I'm so sorry for your loss last year, and I hope you're able to grieve properly. And I'm so grateful that you are now expecting a sweet little "baby sissah" for Betsy (I just love that!). :) You deserve all the happiness in the world!
*sigh* I still haven't grieved about mine in October. I had a freak out moment and lots of soul searching, but I never found a grieving place. That can't be right. I wonder when it will hit, and how hard?
You're not alone. In many respects, you are light years ahead of me. -SA
I'm glad I have such a sweet husband to remind me every time I start bursting into tears about my current loss, that I should cry every tear I need to cry for our baby, and not worry about what "normal" is for dealing with a miscarriage. I know in my heart that everything will be ok eventually, but I'm not to the point that everything will be ok yet, and that will just have to be ok, because that is how it's going to be! - for how long? I do not know. I do feel though, that though everyone loves me and cares for me, they are going to keep asking me "How are you feeling?", expecting to hear that I'm alright. The physical pain (which was terrible) is gone, but the emotional pain is even more difficult, and more overwhelming than I could have ever thought or prepared for. I'm nervous to face everyone. I think I'd rather stay hidden under the blankets for another month or two...
-J
I really appreciate the discussion that's taking place here. I haven't experienced miscarriage yet, but I recognize that with my fertility challenges it is most likely inevitable. I feel so much strength from the thoughts that each of you have shared. Thank you.
Mickelle, I agree. It is so important for us to allow ourselves to feel the emotions that come to us in life. In my life, I have found it very therapuetic to tell the Lord why I am sad, angry, confused, or hurt. I just tell him how I feel without even wanting to know how to make it better yet. I just need to let it all out to Him.
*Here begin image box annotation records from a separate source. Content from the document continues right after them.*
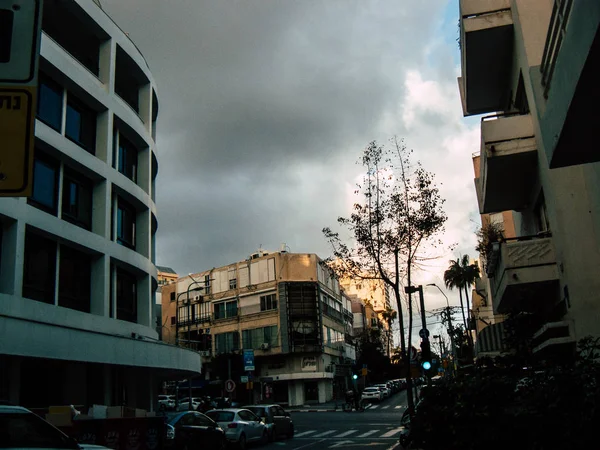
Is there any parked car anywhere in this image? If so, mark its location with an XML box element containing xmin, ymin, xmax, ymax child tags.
<box><xmin>165</xmin><ymin>411</ymin><xmax>227</xmax><ymax>450</ymax></box>
<box><xmin>375</xmin><ymin>384</ymin><xmax>391</xmax><ymax>398</ymax></box>
<box><xmin>206</xmin><ymin>408</ymin><xmax>269</xmax><ymax>450</ymax></box>
<box><xmin>158</xmin><ymin>395</ymin><xmax>175</xmax><ymax>411</ymax></box>
<box><xmin>0</xmin><ymin>405</ymin><xmax>108</xmax><ymax>450</ymax></box>
<box><xmin>360</xmin><ymin>386</ymin><xmax>383</xmax><ymax>402</ymax></box>
<box><xmin>243</xmin><ymin>405</ymin><xmax>294</xmax><ymax>441</ymax></box>
<box><xmin>176</xmin><ymin>397</ymin><xmax>200</xmax><ymax>411</ymax></box>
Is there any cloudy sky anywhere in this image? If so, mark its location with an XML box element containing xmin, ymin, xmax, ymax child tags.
<box><xmin>102</xmin><ymin>0</ymin><xmax>479</xmax><ymax>342</ymax></box>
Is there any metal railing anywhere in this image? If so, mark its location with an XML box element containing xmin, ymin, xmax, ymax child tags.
<box><xmin>540</xmin><ymin>0</ymin><xmax>573</xmax><ymax>98</ymax></box>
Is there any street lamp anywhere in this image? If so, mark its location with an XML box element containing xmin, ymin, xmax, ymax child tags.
<box><xmin>427</xmin><ymin>283</ymin><xmax>456</xmax><ymax>374</ymax></box>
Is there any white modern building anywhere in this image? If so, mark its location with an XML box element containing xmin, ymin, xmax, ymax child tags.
<box><xmin>0</xmin><ymin>0</ymin><xmax>201</xmax><ymax>409</ymax></box>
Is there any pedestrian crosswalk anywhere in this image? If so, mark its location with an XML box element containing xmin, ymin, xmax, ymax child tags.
<box><xmin>294</xmin><ymin>427</ymin><xmax>402</xmax><ymax>439</ymax></box>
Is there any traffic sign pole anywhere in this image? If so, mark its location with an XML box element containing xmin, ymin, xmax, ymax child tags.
<box><xmin>0</xmin><ymin>0</ymin><xmax>43</xmax><ymax>197</ymax></box>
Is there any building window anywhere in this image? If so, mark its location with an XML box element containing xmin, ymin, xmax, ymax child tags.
<box><xmin>37</xmin><ymin>76</ymin><xmax>63</xmax><ymax>133</ymax></box>
<box><xmin>23</xmin><ymin>232</ymin><xmax>56</xmax><ymax>305</ymax></box>
<box><xmin>29</xmin><ymin>156</ymin><xmax>59</xmax><ymax>215</ymax></box>
<box><xmin>58</xmin><ymin>245</ymin><xmax>92</xmax><ymax>313</ymax></box>
<box><xmin>62</xmin><ymin>170</ymin><xmax>92</xmax><ymax>230</ymax></box>
<box><xmin>242</xmin><ymin>325</ymin><xmax>278</xmax><ymax>349</ymax></box>
<box><xmin>117</xmin><ymin>134</ymin><xmax>138</xmax><ymax>183</ymax></box>
<box><xmin>117</xmin><ymin>199</ymin><xmax>136</xmax><ymax>249</ymax></box>
<box><xmin>260</xmin><ymin>294</ymin><xmax>277</xmax><ymax>311</ymax></box>
<box><xmin>215</xmin><ymin>300</ymin><xmax>237</xmax><ymax>319</ymax></box>
<box><xmin>65</xmin><ymin>94</ymin><xmax>96</xmax><ymax>154</ymax></box>
<box><xmin>215</xmin><ymin>331</ymin><xmax>240</xmax><ymax>354</ymax></box>
<box><xmin>117</xmin><ymin>269</ymin><xmax>137</xmax><ymax>323</ymax></box>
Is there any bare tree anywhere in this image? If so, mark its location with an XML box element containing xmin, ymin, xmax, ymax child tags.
<box><xmin>323</xmin><ymin>139</ymin><xmax>447</xmax><ymax>411</ymax></box>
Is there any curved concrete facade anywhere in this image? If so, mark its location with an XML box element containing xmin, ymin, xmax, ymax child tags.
<box><xmin>0</xmin><ymin>0</ymin><xmax>201</xmax><ymax>408</ymax></box>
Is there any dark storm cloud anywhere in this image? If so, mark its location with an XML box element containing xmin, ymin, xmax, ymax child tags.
<box><xmin>102</xmin><ymin>0</ymin><xmax>454</xmax><ymax>273</ymax></box>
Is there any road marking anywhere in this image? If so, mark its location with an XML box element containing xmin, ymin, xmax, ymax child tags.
<box><xmin>380</xmin><ymin>427</ymin><xmax>404</xmax><ymax>437</ymax></box>
<box><xmin>312</xmin><ymin>430</ymin><xmax>337</xmax><ymax>437</ymax></box>
<box><xmin>356</xmin><ymin>430</ymin><xmax>379</xmax><ymax>437</ymax></box>
<box><xmin>336</xmin><ymin>430</ymin><xmax>358</xmax><ymax>438</ymax></box>
<box><xmin>296</xmin><ymin>430</ymin><xmax>317</xmax><ymax>437</ymax></box>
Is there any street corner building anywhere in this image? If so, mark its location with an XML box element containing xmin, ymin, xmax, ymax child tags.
<box><xmin>458</xmin><ymin>0</ymin><xmax>600</xmax><ymax>363</ymax></box>
<box><xmin>0</xmin><ymin>0</ymin><xmax>201</xmax><ymax>410</ymax></box>
<box><xmin>162</xmin><ymin>250</ymin><xmax>356</xmax><ymax>406</ymax></box>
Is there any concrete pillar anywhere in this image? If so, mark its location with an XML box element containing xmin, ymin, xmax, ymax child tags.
<box><xmin>137</xmin><ymin>275</ymin><xmax>155</xmax><ymax>328</ymax></box>
<box><xmin>90</xmin><ymin>255</ymin><xmax>111</xmax><ymax>317</ymax></box>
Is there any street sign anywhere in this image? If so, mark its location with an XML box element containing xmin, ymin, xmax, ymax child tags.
<box><xmin>0</xmin><ymin>0</ymin><xmax>42</xmax><ymax>197</ymax></box>
<box><xmin>0</xmin><ymin>0</ymin><xmax>42</xmax><ymax>84</ymax></box>
<box><xmin>225</xmin><ymin>380</ymin><xmax>235</xmax><ymax>393</ymax></box>
<box><xmin>410</xmin><ymin>347</ymin><xmax>417</xmax><ymax>362</ymax></box>
<box><xmin>244</xmin><ymin>350</ymin><xmax>255</xmax><ymax>371</ymax></box>
<box><xmin>0</xmin><ymin>86</ymin><xmax>36</xmax><ymax>197</ymax></box>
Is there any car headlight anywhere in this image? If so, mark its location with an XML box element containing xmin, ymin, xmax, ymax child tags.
<box><xmin>167</xmin><ymin>425</ymin><xmax>175</xmax><ymax>439</ymax></box>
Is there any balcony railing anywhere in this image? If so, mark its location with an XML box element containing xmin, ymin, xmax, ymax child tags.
<box><xmin>540</xmin><ymin>0</ymin><xmax>573</xmax><ymax>98</ymax></box>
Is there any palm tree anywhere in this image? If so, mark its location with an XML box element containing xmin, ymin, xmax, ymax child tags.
<box><xmin>381</xmin><ymin>307</ymin><xmax>398</xmax><ymax>357</ymax></box>
<box><xmin>444</xmin><ymin>255</ymin><xmax>479</xmax><ymax>354</ymax></box>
I think that's one of the first steps in accessing the atonement when we have experienced trying times.
Once a friend pointed out to me that Christ does not ask us to come to him with a healed heart. He wants us to come to Him with a BROKEN heart. So we certainly shouldn't feel ashamed or guilty when we are broken inside.
Finally, I'm not sure this next thought will seem trivial to you or not, but I feel it is worth mentioning. Joseph Fielding Smith taught us that righteous mothers who lose children in this life will have the opportunity to raise them in Millenium. It's just my personal opinion, but I fully believe that this includes children that are not brought to full term. That's pretty amazing to think. What a blessing that such losses are not permanent.
~SL
Mickelle, i hadn't realized that you had a miscarriage, how hard that must have been for you. My mother miscarried a lot as well as her Mom and my Mom's sister. My sisters and I never had that occur but my baby sister had 8 miscarriages, including 2 tubel pregnancies and even 2 fertilized eggs that ended back up in her ovary! It was very hard for her. I remember feeling SO guilty when I became pregnant with our youngest one who is now 14...I felt guilty because I got pregnant and I really didn't want to be and yet my sister couldn't keep a baby in her womb to save her life!! What a guilt trip that was.